Answer to Question #346595 in Calculus for Likhu

Question #346595

Find the volume of the solid by revolving the astroid x⅔+y⅔=a⅔ along x axis

Expert's answer

Due to symmetry, we can consider the region lying in the first quadrant and then multiply the volume of the region by two.

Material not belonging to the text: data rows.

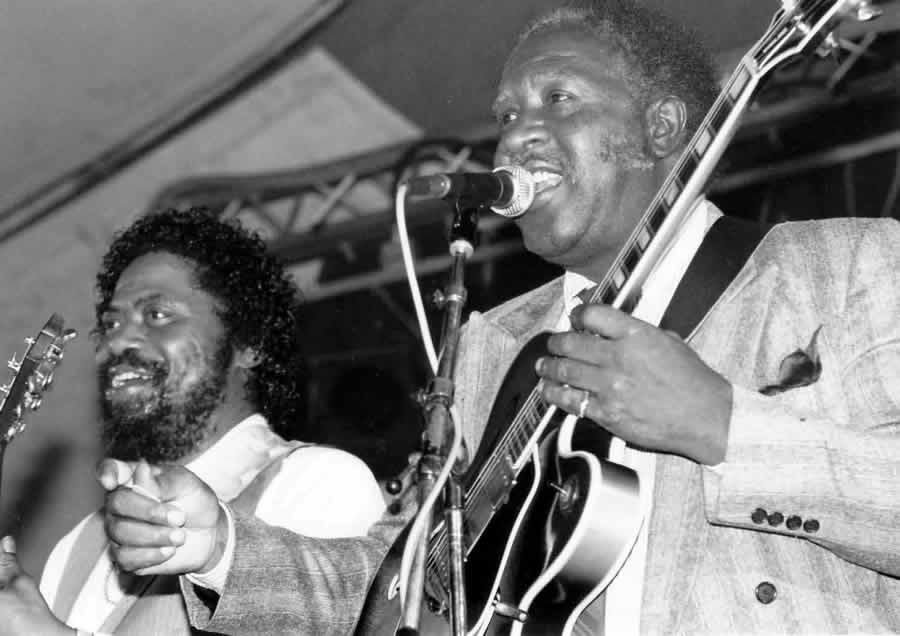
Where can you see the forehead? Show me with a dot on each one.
(158, 274)
(560, 52)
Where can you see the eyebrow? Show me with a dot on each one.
(140, 301)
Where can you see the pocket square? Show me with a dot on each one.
(799, 368)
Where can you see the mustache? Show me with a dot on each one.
(132, 358)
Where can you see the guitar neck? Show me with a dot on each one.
(659, 224)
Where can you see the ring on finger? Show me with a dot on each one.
(582, 406)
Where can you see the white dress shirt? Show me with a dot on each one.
(319, 491)
(624, 594)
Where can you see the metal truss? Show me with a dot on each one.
(344, 210)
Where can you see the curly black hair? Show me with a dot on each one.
(259, 300)
(664, 57)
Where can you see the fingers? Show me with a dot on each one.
(569, 372)
(129, 503)
(141, 535)
(112, 473)
(9, 564)
(602, 320)
(141, 560)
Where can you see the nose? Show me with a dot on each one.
(517, 138)
(114, 341)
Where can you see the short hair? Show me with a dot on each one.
(259, 300)
(664, 57)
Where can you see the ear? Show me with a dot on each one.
(246, 358)
(666, 120)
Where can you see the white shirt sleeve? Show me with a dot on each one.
(55, 564)
(322, 492)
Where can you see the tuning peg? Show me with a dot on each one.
(865, 11)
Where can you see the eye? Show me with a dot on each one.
(106, 324)
(157, 316)
(558, 97)
(506, 117)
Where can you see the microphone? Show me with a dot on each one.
(508, 190)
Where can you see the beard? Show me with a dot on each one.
(171, 422)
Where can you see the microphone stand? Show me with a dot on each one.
(438, 436)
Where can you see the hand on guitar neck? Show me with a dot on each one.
(641, 383)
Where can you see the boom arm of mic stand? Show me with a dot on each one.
(438, 435)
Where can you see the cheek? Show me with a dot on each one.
(187, 360)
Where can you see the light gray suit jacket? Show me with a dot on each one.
(828, 452)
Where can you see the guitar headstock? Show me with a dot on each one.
(801, 25)
(31, 376)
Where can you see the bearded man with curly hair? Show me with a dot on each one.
(199, 365)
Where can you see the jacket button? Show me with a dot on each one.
(766, 592)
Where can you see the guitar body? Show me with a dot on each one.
(571, 518)
(556, 525)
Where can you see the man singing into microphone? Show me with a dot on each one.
(766, 443)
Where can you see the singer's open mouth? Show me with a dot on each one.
(545, 180)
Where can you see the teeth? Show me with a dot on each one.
(544, 178)
(127, 376)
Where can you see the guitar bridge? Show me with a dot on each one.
(508, 610)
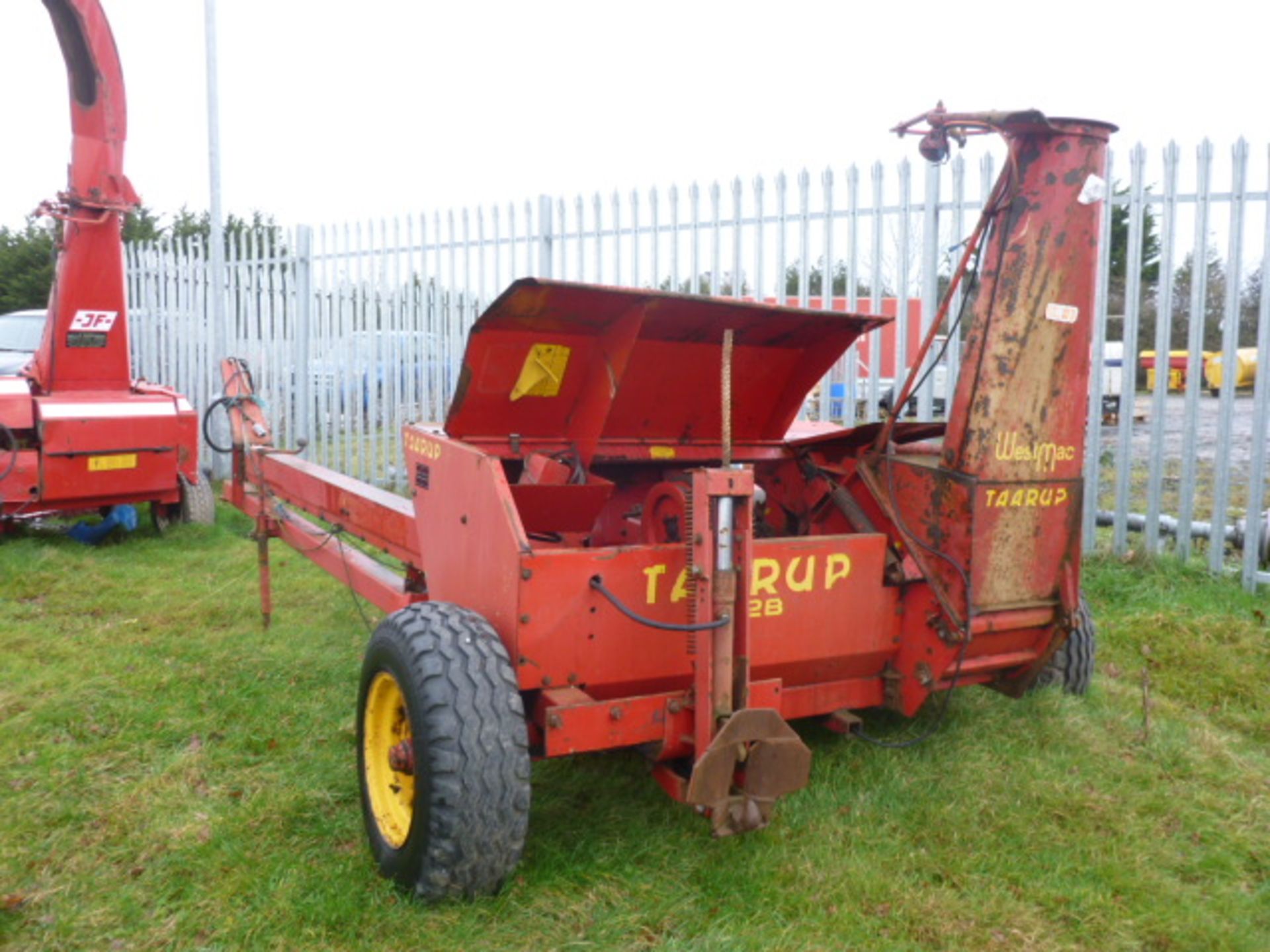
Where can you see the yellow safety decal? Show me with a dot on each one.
(120, 461)
(542, 371)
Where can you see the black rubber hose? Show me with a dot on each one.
(207, 418)
(597, 583)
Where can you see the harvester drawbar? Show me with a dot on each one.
(619, 541)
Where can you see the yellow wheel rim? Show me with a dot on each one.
(386, 724)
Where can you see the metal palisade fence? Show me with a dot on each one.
(353, 331)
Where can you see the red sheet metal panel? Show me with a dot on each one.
(657, 379)
(816, 604)
(99, 444)
(17, 408)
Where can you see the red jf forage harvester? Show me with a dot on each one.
(618, 541)
(77, 430)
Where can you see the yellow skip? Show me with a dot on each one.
(542, 371)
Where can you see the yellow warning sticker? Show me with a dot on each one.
(542, 371)
(120, 461)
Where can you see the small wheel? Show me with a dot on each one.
(443, 753)
(1072, 666)
(197, 502)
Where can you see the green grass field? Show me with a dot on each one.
(172, 776)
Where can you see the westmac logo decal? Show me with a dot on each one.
(95, 320)
(1044, 457)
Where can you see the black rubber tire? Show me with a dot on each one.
(197, 500)
(1072, 666)
(472, 796)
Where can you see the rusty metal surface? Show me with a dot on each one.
(774, 760)
(1015, 440)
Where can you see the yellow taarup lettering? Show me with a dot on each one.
(1032, 496)
(766, 576)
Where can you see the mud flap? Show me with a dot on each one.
(753, 760)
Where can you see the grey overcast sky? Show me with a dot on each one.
(334, 111)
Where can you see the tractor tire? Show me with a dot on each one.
(197, 500)
(1072, 666)
(443, 753)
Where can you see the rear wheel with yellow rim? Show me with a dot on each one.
(443, 753)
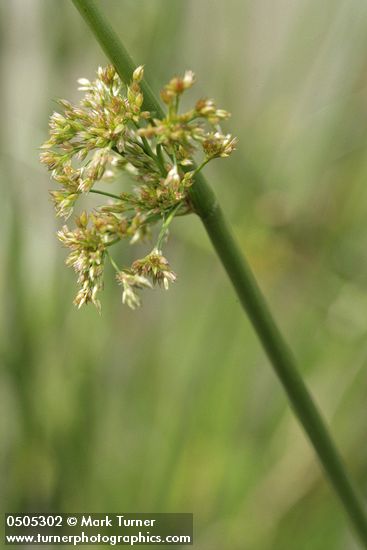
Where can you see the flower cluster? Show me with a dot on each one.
(108, 133)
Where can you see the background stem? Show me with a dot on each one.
(206, 206)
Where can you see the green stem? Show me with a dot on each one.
(166, 224)
(207, 207)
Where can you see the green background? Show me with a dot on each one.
(174, 408)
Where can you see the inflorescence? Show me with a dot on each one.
(107, 133)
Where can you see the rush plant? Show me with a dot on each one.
(121, 125)
(108, 133)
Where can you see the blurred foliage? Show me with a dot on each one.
(174, 407)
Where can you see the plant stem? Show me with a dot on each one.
(252, 300)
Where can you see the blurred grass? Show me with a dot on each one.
(174, 407)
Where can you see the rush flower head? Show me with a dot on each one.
(109, 133)
(156, 267)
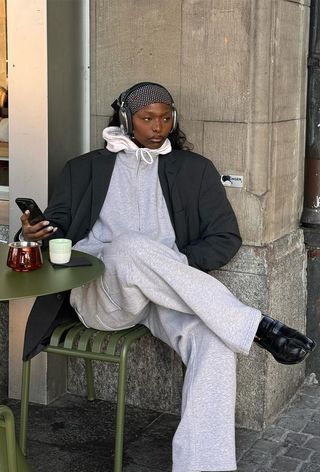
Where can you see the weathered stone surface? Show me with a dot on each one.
(273, 281)
(135, 41)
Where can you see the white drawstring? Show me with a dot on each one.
(141, 154)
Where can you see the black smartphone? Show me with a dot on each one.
(36, 214)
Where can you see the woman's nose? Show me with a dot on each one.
(156, 125)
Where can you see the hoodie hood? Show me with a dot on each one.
(118, 141)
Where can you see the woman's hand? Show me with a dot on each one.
(36, 232)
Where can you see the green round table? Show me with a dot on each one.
(43, 281)
(47, 279)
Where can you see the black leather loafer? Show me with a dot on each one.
(287, 345)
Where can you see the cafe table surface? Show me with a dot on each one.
(47, 279)
(42, 281)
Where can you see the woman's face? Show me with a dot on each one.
(152, 125)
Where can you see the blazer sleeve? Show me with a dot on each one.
(58, 211)
(219, 232)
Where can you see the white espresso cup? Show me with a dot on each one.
(60, 250)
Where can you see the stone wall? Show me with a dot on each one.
(3, 49)
(237, 70)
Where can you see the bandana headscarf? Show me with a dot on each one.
(146, 95)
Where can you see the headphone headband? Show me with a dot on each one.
(125, 114)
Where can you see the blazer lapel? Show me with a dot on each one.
(169, 166)
(102, 168)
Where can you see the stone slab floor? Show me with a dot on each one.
(74, 435)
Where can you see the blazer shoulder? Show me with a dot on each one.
(193, 159)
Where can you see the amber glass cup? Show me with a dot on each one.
(24, 256)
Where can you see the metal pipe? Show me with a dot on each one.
(311, 211)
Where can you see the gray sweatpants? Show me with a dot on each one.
(149, 283)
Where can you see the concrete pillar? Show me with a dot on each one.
(237, 70)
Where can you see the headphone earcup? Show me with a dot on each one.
(125, 120)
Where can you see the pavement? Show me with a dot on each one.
(74, 435)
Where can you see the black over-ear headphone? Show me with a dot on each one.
(125, 115)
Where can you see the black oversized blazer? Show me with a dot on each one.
(204, 222)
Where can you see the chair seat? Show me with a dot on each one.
(74, 339)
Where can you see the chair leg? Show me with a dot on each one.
(24, 406)
(121, 397)
(8, 458)
(91, 394)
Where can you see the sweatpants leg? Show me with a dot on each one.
(139, 270)
(205, 437)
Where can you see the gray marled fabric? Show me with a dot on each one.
(147, 280)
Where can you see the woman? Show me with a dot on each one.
(157, 215)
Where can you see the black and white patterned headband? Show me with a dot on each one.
(146, 95)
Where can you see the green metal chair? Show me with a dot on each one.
(11, 457)
(75, 340)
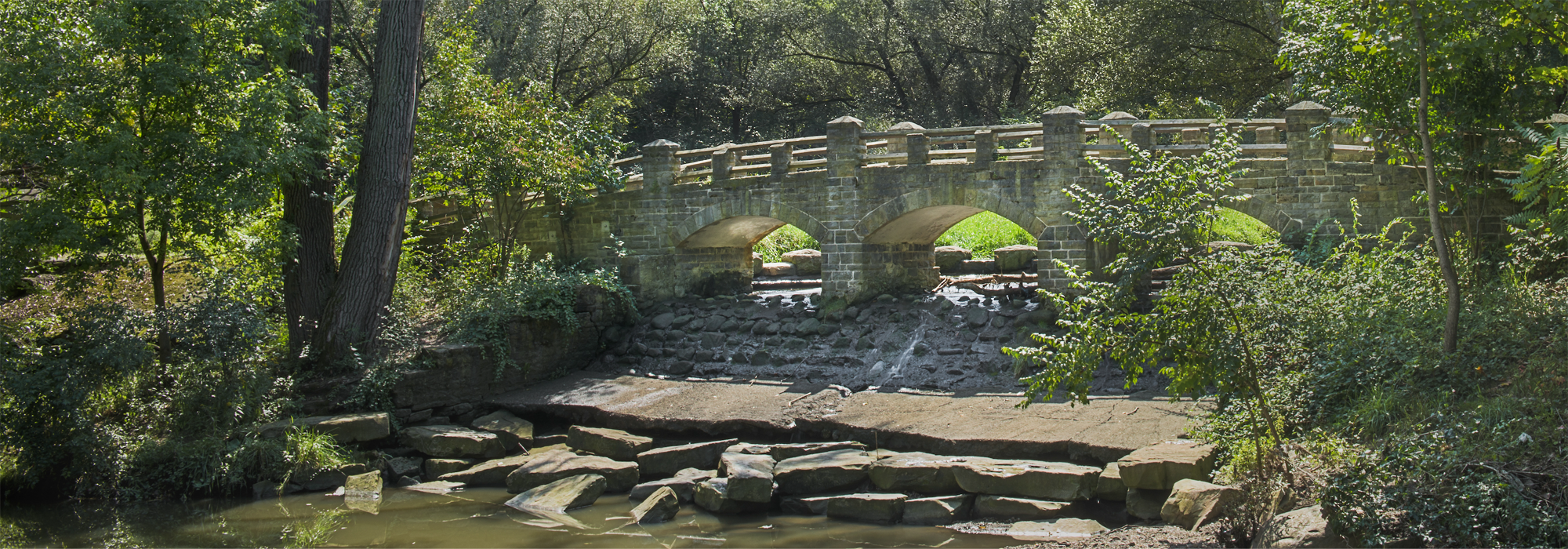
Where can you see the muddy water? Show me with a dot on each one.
(463, 520)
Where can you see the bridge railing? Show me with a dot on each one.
(849, 147)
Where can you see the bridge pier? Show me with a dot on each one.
(877, 202)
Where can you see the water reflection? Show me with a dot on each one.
(474, 518)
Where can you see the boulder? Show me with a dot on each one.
(949, 258)
(779, 269)
(711, 495)
(451, 442)
(1161, 465)
(938, 511)
(1145, 504)
(661, 507)
(915, 473)
(512, 429)
(609, 443)
(1017, 509)
(805, 261)
(562, 495)
(1196, 503)
(880, 509)
(1058, 529)
(782, 453)
(1015, 258)
(363, 493)
(344, 429)
(437, 487)
(1029, 479)
(490, 473)
(556, 465)
(805, 506)
(683, 484)
(1301, 529)
(750, 478)
(1111, 489)
(822, 473)
(666, 462)
(437, 468)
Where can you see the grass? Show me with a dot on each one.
(1238, 227)
(785, 241)
(984, 233)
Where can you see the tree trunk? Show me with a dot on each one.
(1451, 280)
(308, 202)
(376, 236)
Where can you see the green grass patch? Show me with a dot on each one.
(1238, 227)
(785, 241)
(984, 233)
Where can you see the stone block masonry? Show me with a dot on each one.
(877, 202)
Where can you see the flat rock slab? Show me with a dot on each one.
(1017, 509)
(971, 424)
(683, 484)
(451, 442)
(562, 495)
(880, 509)
(1045, 531)
(1028, 479)
(666, 462)
(490, 473)
(556, 465)
(714, 496)
(918, 473)
(938, 511)
(822, 473)
(1161, 465)
(609, 443)
(512, 429)
(750, 478)
(661, 507)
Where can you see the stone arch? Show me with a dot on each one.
(741, 224)
(1271, 216)
(921, 217)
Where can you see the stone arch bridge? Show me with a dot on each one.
(877, 202)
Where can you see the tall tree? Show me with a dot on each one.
(311, 267)
(376, 235)
(151, 126)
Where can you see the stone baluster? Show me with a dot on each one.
(722, 164)
(1307, 140)
(899, 144)
(1142, 136)
(1061, 137)
(985, 148)
(661, 165)
(844, 147)
(780, 156)
(1192, 136)
(918, 150)
(1268, 134)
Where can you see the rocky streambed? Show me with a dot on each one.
(557, 476)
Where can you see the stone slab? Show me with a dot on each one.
(948, 424)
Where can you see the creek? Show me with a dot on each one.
(473, 518)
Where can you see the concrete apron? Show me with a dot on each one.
(985, 424)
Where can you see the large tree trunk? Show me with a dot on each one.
(308, 202)
(376, 236)
(1440, 241)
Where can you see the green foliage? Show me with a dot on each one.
(481, 307)
(984, 233)
(1164, 208)
(150, 126)
(785, 241)
(1238, 227)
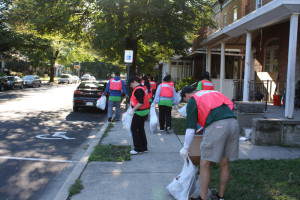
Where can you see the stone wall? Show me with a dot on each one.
(276, 132)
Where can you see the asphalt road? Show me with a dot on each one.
(33, 162)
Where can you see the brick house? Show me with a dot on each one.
(253, 50)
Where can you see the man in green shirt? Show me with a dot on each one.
(220, 141)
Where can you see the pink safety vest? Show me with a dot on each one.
(207, 85)
(167, 89)
(134, 101)
(207, 100)
(115, 85)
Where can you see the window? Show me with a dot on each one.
(271, 55)
(235, 14)
(258, 3)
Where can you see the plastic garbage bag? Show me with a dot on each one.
(101, 103)
(177, 98)
(127, 119)
(182, 110)
(153, 119)
(180, 187)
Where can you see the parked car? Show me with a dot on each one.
(32, 81)
(75, 79)
(87, 94)
(15, 82)
(3, 83)
(65, 78)
(86, 77)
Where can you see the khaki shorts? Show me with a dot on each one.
(221, 140)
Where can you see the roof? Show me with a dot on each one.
(269, 14)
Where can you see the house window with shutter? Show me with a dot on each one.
(235, 14)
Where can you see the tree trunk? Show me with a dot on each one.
(52, 69)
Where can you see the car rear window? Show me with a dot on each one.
(91, 85)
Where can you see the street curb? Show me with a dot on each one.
(63, 193)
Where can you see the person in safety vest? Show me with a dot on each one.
(140, 104)
(205, 83)
(153, 86)
(115, 88)
(165, 97)
(220, 144)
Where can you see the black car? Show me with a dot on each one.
(15, 82)
(32, 81)
(3, 83)
(87, 94)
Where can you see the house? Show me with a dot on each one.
(253, 51)
(178, 67)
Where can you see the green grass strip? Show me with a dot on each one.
(75, 188)
(110, 153)
(262, 180)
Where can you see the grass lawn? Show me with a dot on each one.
(262, 180)
(178, 125)
(110, 153)
(75, 188)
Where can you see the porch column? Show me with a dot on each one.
(222, 67)
(290, 83)
(247, 67)
(208, 60)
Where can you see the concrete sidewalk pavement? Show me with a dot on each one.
(146, 176)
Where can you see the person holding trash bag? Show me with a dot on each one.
(140, 109)
(220, 143)
(205, 83)
(115, 88)
(165, 97)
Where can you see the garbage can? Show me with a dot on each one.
(276, 100)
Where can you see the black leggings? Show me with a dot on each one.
(165, 117)
(138, 133)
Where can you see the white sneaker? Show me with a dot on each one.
(133, 152)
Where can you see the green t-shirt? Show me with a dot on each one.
(115, 98)
(165, 103)
(219, 113)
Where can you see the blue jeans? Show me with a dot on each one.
(112, 104)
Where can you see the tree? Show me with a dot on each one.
(145, 26)
(60, 22)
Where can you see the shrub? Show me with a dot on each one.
(184, 82)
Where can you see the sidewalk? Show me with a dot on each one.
(146, 176)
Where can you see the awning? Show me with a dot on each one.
(271, 13)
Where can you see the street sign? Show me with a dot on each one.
(128, 56)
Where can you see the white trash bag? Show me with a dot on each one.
(180, 187)
(153, 119)
(182, 110)
(101, 103)
(127, 119)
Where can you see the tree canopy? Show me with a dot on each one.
(66, 31)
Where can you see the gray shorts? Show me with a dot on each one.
(221, 140)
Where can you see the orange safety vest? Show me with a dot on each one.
(167, 89)
(115, 84)
(134, 101)
(207, 100)
(207, 85)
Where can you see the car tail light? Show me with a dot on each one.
(78, 92)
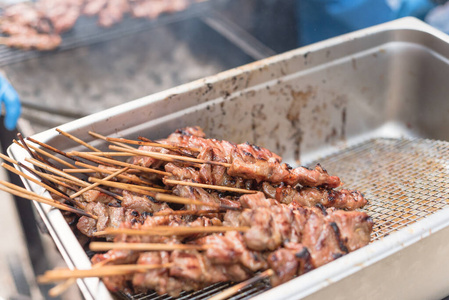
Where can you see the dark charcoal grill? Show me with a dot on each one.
(403, 179)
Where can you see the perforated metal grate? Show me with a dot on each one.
(404, 181)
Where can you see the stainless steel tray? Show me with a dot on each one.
(387, 81)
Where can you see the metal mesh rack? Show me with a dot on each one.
(404, 180)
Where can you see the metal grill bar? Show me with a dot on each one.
(404, 180)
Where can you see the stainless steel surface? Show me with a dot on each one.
(404, 180)
(388, 81)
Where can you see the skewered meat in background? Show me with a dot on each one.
(40, 25)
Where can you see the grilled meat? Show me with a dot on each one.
(39, 25)
(344, 199)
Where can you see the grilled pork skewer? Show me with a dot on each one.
(344, 199)
(287, 239)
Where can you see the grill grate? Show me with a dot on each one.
(404, 180)
(86, 32)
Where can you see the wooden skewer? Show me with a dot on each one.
(51, 148)
(20, 192)
(70, 184)
(88, 188)
(126, 186)
(119, 163)
(132, 178)
(153, 144)
(105, 246)
(181, 200)
(8, 159)
(61, 288)
(168, 157)
(186, 212)
(236, 288)
(56, 171)
(70, 177)
(168, 230)
(74, 171)
(45, 186)
(25, 146)
(55, 158)
(74, 138)
(157, 196)
(210, 186)
(63, 274)
(102, 137)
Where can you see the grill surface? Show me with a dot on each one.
(87, 32)
(404, 180)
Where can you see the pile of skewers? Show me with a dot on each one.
(187, 211)
(39, 25)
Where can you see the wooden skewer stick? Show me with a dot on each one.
(72, 178)
(70, 184)
(236, 288)
(12, 161)
(74, 171)
(157, 196)
(153, 144)
(51, 148)
(61, 288)
(132, 178)
(126, 186)
(105, 246)
(21, 192)
(49, 155)
(63, 274)
(45, 186)
(118, 163)
(102, 137)
(169, 157)
(210, 186)
(168, 230)
(88, 188)
(74, 138)
(186, 212)
(33, 154)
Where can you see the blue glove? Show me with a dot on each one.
(322, 19)
(10, 100)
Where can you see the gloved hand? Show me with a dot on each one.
(9, 99)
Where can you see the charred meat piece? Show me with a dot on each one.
(344, 199)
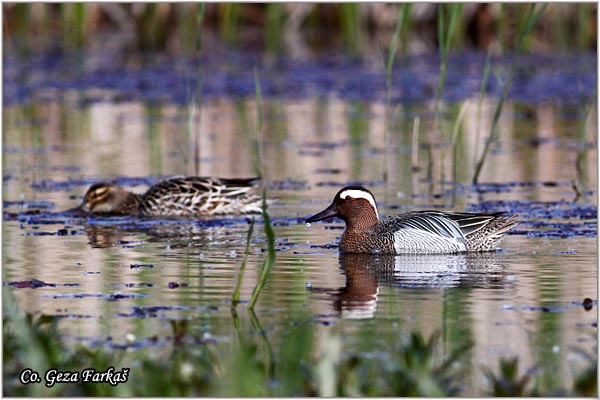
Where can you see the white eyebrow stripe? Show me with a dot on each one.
(360, 194)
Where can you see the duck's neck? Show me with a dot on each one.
(131, 203)
(362, 222)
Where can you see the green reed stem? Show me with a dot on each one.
(402, 12)
(236, 294)
(259, 166)
(530, 22)
(259, 144)
(445, 34)
(580, 184)
(198, 98)
(270, 260)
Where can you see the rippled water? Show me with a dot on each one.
(118, 282)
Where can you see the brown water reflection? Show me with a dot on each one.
(521, 301)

Let's solve the astroid equation for $y^2$

y^{2/3}=a^{2/3}-x^{2/3}

y^2=(a^{2/3}-x^{2/3})^3

y^2=a^2-3a^{4/3}x^{2/3}+3a^{2/3}x^{4/3}-x^2

Hence, the total volume of the solid bounded by the astroid is given by

V=2\pi\displaystyle\int_{0}^ay^2dx

=2\pi\displaystyle\int_{0}^a(a^2-3a^{4/3}x^{2/3}+3a^{2/3}x^{4/3}-x^2)dx

=2\pi[a^2x-\dfrac{9}{5}a^{4/3}x^{5/3}+\dfrac{9}{7}a^{2/3}x^{7/3}-\dfrac{1}{3}x^3]\begin{matrix} a \\ 0 \end{matrix}

=2\pi(a^3-\dfrac{9}{5}a^{4/3}a^{5/3}+\dfrac{9}{7}a^{2/3}a^{7/3}-\dfrac{1}{3}a^3)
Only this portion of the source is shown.